‘Can tell most of the teams are coached by brits from the thuggery’ isn’t the most PC way to get your point across. So if I’m not happy with the quote I’ll call it out. Like I said it’s common place.
I agree.
I've never played football abroad except for some futsal when I was living in Australia so I would be interested to see if there is a difference in the general level of aggressiveness/dirtiness in different countries. There's definately an element of aggression in amateur (and professional) football in England which seems particularly English to me, although I couldn't say for certain without experiencing football elsewhere. I will say I've played in numerous sides in England and every so often you get a player from abroad play, and they always comment on the level of aggression. It's only partly the fouls on the pitch or willingness to tackle hard but fair, that happens everywhere I believe, but more so it's the off the ball verbals, threats of physical violence and occassional actual violence that surprises them. Unfortunately from my experience this caused a lot of good players to not want to play anymore.

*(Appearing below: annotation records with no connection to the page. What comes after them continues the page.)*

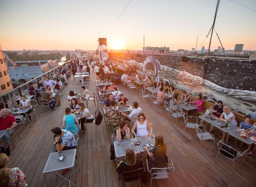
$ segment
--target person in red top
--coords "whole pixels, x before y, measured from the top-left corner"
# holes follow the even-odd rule
[[[15,117],[12,115],[8,114],[8,111],[6,109],[0,110],[0,131],[7,130],[9,133],[5,134],[3,138],[4,144],[6,147],[10,147],[9,135],[13,133],[13,129],[16,126]]]
[[[121,94],[119,96],[120,98],[118,99],[118,105],[122,105],[124,106],[127,106],[128,105],[128,99],[125,97],[125,96],[122,94]]]

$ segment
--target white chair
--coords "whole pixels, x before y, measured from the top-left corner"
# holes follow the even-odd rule
[[[196,129],[199,128],[199,127],[202,127],[204,126],[204,125],[199,125],[198,124],[198,119],[197,117],[195,116],[189,116],[189,119],[195,119],[195,123],[192,123],[191,122],[189,122],[189,119],[188,118],[188,116],[186,116],[186,113],[184,113],[183,115],[183,118],[184,118],[184,122],[185,122],[185,130],[184,130],[184,133],[183,133],[183,136],[184,137],[184,135],[185,135],[185,133],[186,132],[186,130],[187,128],[192,128],[194,129]]]
[[[248,150],[245,150],[243,153],[241,153],[236,149],[227,145],[225,143],[223,142],[224,141],[224,140],[222,139],[217,144],[219,151],[217,155],[216,159],[215,159],[214,163],[216,163],[216,161],[217,161],[217,159],[218,159],[219,154],[221,153],[221,154],[224,157],[230,160],[231,160],[233,162],[232,173],[232,174],[233,174],[233,170],[234,170],[234,166],[235,166],[235,162],[236,162],[236,160],[239,157],[241,157],[244,161],[244,159],[243,156],[245,156],[246,155],[246,152],[248,151]],[[224,147],[226,147],[226,148],[225,149],[224,149]],[[230,151],[228,151],[227,150]]]
[[[150,187],[152,185],[152,180],[153,179],[163,179],[164,178],[168,178],[168,181],[169,182],[169,185],[168,186],[170,186],[170,176],[171,175],[171,172],[169,171],[172,170],[172,172],[175,170],[174,166],[172,163],[172,159],[170,158],[170,163],[167,164],[168,165],[166,167],[153,167],[150,169],[150,171],[148,170],[148,159],[146,160],[147,163],[147,169],[148,171],[150,174],[151,176],[151,179],[150,180]],[[171,165],[169,166],[169,164]]]
[[[207,132],[207,130],[205,129],[205,126],[202,125],[200,125],[201,127],[204,127],[204,132],[202,132],[202,130],[198,128],[198,126],[197,124],[194,124],[196,134],[194,138],[193,142],[195,142],[196,137],[197,136],[199,139],[201,141],[201,143],[200,144],[200,147],[199,147],[199,152],[201,149],[201,146],[202,145],[202,142],[203,140],[213,140],[213,149],[214,149],[214,144],[215,144],[215,139],[214,135],[213,134],[211,134]]]

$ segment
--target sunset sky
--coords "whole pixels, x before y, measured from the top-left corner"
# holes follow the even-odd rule
[[[235,0],[256,9],[256,0]],[[169,47],[198,49],[209,30],[216,0],[0,0],[0,43],[3,50],[95,50],[97,39],[107,37],[124,48]],[[215,29],[226,49],[237,43],[256,50],[256,11],[229,0],[221,0]],[[209,37],[208,37],[209,39]],[[202,47],[208,48],[207,39]],[[213,34],[211,49],[220,46]],[[201,48],[202,48],[201,47]],[[201,49],[201,48],[200,48]]]

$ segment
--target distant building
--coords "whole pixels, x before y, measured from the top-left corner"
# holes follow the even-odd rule
[[[151,52],[155,53],[169,53],[170,51],[170,48],[168,48],[165,46],[163,47],[151,47],[150,46],[148,47],[145,47],[143,48],[143,51],[145,52]]]
[[[234,52],[242,52],[244,44],[236,44]]]
[[[13,89],[10,79],[7,70],[7,66],[4,60],[2,47],[0,45],[0,96]],[[12,97],[12,94],[10,95],[10,96]]]

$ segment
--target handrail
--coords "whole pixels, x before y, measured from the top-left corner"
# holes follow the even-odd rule
[[[44,76],[44,75],[46,75],[47,74],[49,74],[51,71],[52,71],[54,70],[55,69],[58,68],[60,66],[62,66],[62,65],[64,65],[64,64],[66,64],[66,63],[67,63],[68,62],[69,62],[70,61],[72,61],[74,59],[75,59],[75,58],[73,58],[72,59],[71,59],[71,60],[69,60],[69,61],[68,61],[67,62],[65,62],[63,63],[63,64],[62,64],[61,65],[59,65],[58,66],[57,66],[57,67],[51,69],[51,70],[47,72],[45,72],[44,74],[42,74],[41,75],[39,75],[39,76],[36,77],[36,78],[34,78],[34,79],[32,79],[32,80],[30,80],[30,81],[28,81],[26,82],[25,82],[25,83],[23,84],[23,85],[21,85],[20,86],[19,86],[13,89],[11,91],[9,91],[8,92],[7,92],[7,93],[5,93],[5,94],[4,94],[3,95],[2,95],[1,96],[0,96],[0,99],[2,99],[2,98],[4,98],[4,96],[6,96],[6,95],[8,95],[8,94],[11,94],[11,93],[12,93],[12,92],[15,92],[15,91],[20,91],[20,88],[22,88],[22,87],[23,87],[24,86],[29,84],[30,82],[33,82],[35,80],[36,80],[37,82],[38,78],[40,78],[40,77],[41,77],[42,76]]]

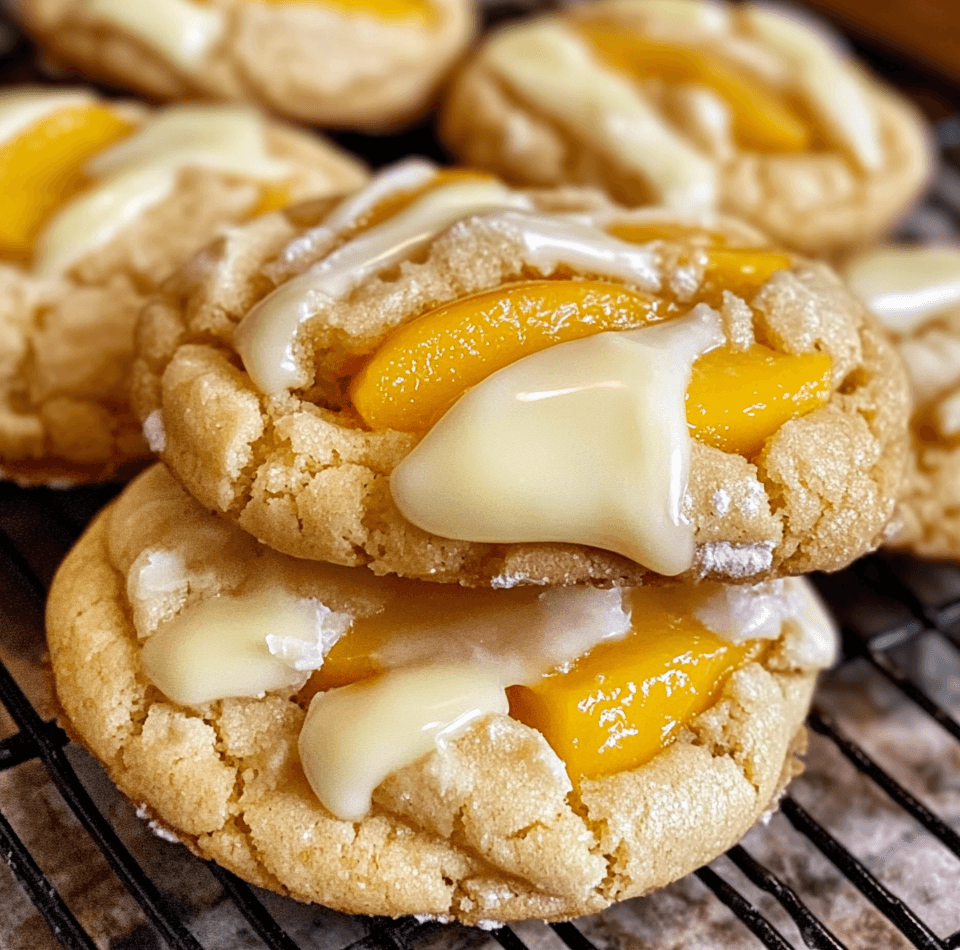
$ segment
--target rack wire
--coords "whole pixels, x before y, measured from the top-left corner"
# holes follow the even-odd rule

I don't think it's due to coaching though but possibility the fact in England football is very much a working class sport. At professional youth level I would expect if there is more aggression or foul play then it's possibility some element of that, but also the fact these kids are striving to become professionals in the most competitive, high tempo league in the world. The Blackburn players will earn a hell of a lot less than our lads, they will have less expensive facilities, they will want to get one over a Manchester United team even though it's "only" at youth level, they will want to "prove a point", and most importantly they will want to get a result. The only way to beat a more technically talented side is to be more aggressive, more assertive, stronger, quicker. If the ref is letting you get away with it, players keep pushing the boundary of what's acceptable.